Raccogli immagini a una velocità di due hertz per due minuti. Per ottenere i migliori risultati, imposta la potenza del laser abbastanza forte da ottenere un'immagine chiara delle cellule che rilasciano DPP per evitare lo sbiancamento. Raccogli le immagini come serie temporali ed esportale come file AVI per ottenere un video della versione DPP.

Quando il protocollo ha successo, il DPP-GFP appare come una striscia verso il centro del disco alare con nuclei visibili come cerchi non fluorescenti. Il rilascio di DPP-GFP è visibile come puncta fluorescente che appare e scompare sia all'interno che lontano dai corpi cellulari. I puncta distinti sono probabili nei citotoni o nelle sinapsi dei citotoni.

I dischi delle ali sono montati in modo che l'imaging sia fatto dal lato peripodiale. Se il disco alare viene visualizzato dal retro, la fluorescenza DPP-GFP apparirà fuori fuoco e la risoluzione sarà scarsa. Quando la GFP non viene fusa al DPP, non si osserva no puncta al di fuori dei corpi cellulari.
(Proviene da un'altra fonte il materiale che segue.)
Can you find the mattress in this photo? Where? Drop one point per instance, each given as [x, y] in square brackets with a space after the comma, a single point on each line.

Questo controllo dimostra che DPP-GFP si comporta in modo diverso rispetto alla sola GFP. Inoltre, non compaiono puncta fluorescenti quando il DPP-GFP non è espresso. Durante questa procedura, è importante che il disco dell'ala sia montato lateralmente peripodiale verso l'alto.

Se il disco dell'ala è orientato in modo improprio, DPP-GFP apparirà fuori fuoco. Questo metodo potrebbe essere usato per studiare il rilascio di altri ligandi di segnalazione dello sviluppo come ala o riccio. Possiamo esplorare tutti i diversi fattori ambientali e genetici che possono influenzare il rilascio di DPP.

Inoltre, possiamo adattare questo metodo per studiare il rilascio di BMP da altri tipi di cellule.